Give your LangChain agents visual web perception — screenshot any URL and pass the image to a multimodal LLM.
Requires: langchain-core, httpx. No other dependencies.
from langchain_hermes import HermesScreenshotTool
from langchain_openai import ChatOpenAI
from langchain.agents import AgentExecutor, create_tool_calling_agent
from langchain_core.prompts import ChatPromptTemplate
# Initialize the tool (no API key needed for basic use)
screenshot_tool = HermesScreenshotTool()
# Or with a free API key for higher limits (50 req/day, free):
# screenshot_tool = HermesScreenshotTool(api_key="hf_your_key_here")
llm = ChatOpenAI(model="gpt-4o")
tools = [screenshot_tool]
prompt = ChatPromptTemplate.from_messages([
("system", "You are a helpful assistant with web vision."),
("human", "{input}"),
("placeholder", "{agent_scratchpad}"),
])
agent = create_tool_calling_agent(llm, tools, prompt)
executor = AgentExecutor(agent=agent, tools=tools)
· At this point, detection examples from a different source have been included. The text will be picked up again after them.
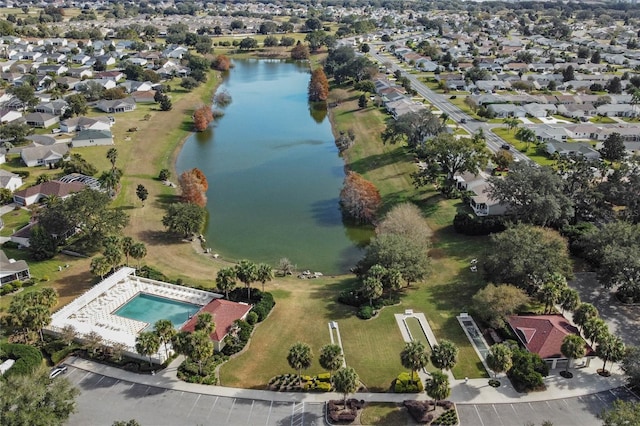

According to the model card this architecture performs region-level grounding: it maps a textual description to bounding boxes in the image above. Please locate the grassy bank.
[220,89,487,391]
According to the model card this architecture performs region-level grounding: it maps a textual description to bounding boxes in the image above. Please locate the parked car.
[49,364,67,379]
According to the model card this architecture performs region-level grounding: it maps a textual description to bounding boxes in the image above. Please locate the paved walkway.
[67,357,625,404]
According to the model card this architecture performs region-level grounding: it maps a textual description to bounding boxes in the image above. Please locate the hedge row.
[393,372,424,393]
[0,343,42,375]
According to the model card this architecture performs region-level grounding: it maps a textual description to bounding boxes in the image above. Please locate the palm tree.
[235,260,258,301]
[60,324,78,346]
[256,263,273,293]
[318,345,344,377]
[400,340,429,383]
[596,334,624,373]
[424,371,451,410]
[582,317,609,346]
[287,342,313,384]
[560,334,587,378]
[84,331,103,355]
[188,330,213,375]
[216,268,236,300]
[194,312,216,336]
[560,286,580,314]
[130,243,147,269]
[486,343,513,377]
[573,303,598,329]
[430,339,458,370]
[107,148,118,170]
[90,256,111,280]
[136,331,160,367]
[153,319,177,359]
[360,276,382,306]
[331,367,360,408]
[120,237,135,266]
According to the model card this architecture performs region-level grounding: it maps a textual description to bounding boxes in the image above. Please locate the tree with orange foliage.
[211,55,231,71]
[309,68,329,102]
[179,168,209,207]
[340,171,382,223]
[193,105,213,132]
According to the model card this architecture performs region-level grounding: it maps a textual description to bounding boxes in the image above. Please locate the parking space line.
[265,401,273,425]
[225,398,236,425]
[473,405,484,426]
[247,399,256,424]
[187,394,202,418]
[207,396,220,418]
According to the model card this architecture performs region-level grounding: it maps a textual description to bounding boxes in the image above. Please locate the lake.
[176,60,372,274]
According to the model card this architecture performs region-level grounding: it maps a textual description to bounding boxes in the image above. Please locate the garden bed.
[403,400,458,426]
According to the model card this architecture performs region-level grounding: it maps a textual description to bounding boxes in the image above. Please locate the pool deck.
[46,267,222,361]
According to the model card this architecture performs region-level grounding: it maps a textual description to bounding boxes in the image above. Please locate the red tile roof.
[182,299,251,342]
[14,180,86,198]
[508,314,593,359]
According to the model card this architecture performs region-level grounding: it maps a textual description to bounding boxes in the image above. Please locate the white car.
[49,364,67,379]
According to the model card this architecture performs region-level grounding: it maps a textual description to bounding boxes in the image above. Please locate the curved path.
[67,357,637,426]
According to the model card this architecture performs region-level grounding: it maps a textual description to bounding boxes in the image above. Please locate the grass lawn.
[0,209,31,237]
[360,402,419,426]
[220,85,487,391]
[492,127,556,166]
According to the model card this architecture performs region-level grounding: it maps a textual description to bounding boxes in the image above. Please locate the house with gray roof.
[20,143,69,167]
[71,130,113,148]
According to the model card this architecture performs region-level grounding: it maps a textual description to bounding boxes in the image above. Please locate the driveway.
[569,272,640,346]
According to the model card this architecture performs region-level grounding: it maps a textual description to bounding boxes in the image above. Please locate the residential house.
[455,173,508,216]
[0,250,31,287]
[118,80,153,93]
[545,141,600,160]
[0,108,22,123]
[71,130,113,148]
[487,104,527,118]
[13,180,86,207]
[96,97,136,114]
[24,112,60,129]
[20,143,69,167]
[181,299,252,352]
[0,169,22,192]
[60,117,112,133]
[507,314,595,368]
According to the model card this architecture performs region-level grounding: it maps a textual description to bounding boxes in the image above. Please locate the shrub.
[393,372,424,393]
[2,241,20,249]
[356,305,375,319]
[316,373,331,382]
[0,343,42,376]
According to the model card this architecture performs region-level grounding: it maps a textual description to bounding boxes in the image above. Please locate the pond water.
[177,60,372,274]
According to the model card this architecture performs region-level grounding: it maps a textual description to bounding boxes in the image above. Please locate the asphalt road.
[369,50,531,163]
[64,366,325,426]
[63,366,638,426]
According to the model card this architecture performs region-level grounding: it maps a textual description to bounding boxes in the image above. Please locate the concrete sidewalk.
[66,357,625,404]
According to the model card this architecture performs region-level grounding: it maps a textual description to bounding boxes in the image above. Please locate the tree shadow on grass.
[347,147,407,174]
[140,230,187,245]
[310,277,357,320]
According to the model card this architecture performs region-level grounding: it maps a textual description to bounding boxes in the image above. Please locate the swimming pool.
[113,293,202,329]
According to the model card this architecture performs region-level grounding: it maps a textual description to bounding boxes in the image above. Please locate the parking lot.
[61,366,638,426]
[457,388,637,426]
[64,367,325,426]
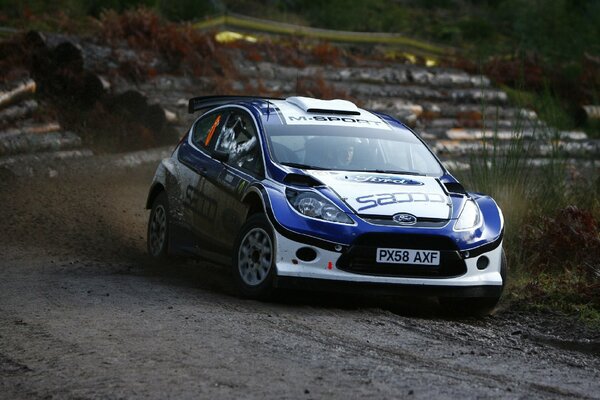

result = executor.invoke({
"input": "Screenshot https://example.com and describe what you see"
})
print(result["output"])
| Parameter | Type | Default | Description |
|---|---|---|---|
url | str | required | Full URL to screenshot |
full_page | bool | false | Capture full scrolled page height |
width | int | 1280 | Viewport width (320–2560px) |
format | str | "webp" | Output: webp, png, jpeg, pdf |
delay | int | 0 | Wait ms after load (0–10000) |
dark_mode | bool | false | Enable dark mode rendering |
block_ads | bool | true | Block ads and trackers |
from langchain_hermes import HermesAsyncScreenshotTool
# Async version — use in async agent chains
async_tool = HermesAsyncScreenshotTool(api_key="hf_your_key_here")
# Both tools return base64 data URLs:
# data:image/webp;base64,/9j/4AAQSkZJRg...
A base64-encoded image data URL: data:image/webp;base64,...
Pass this directly to a multimodal LLM (GPT-4o, Claude, Gemini) for visual analysis. The tool calls /api/screenshot at hermesforge.dev.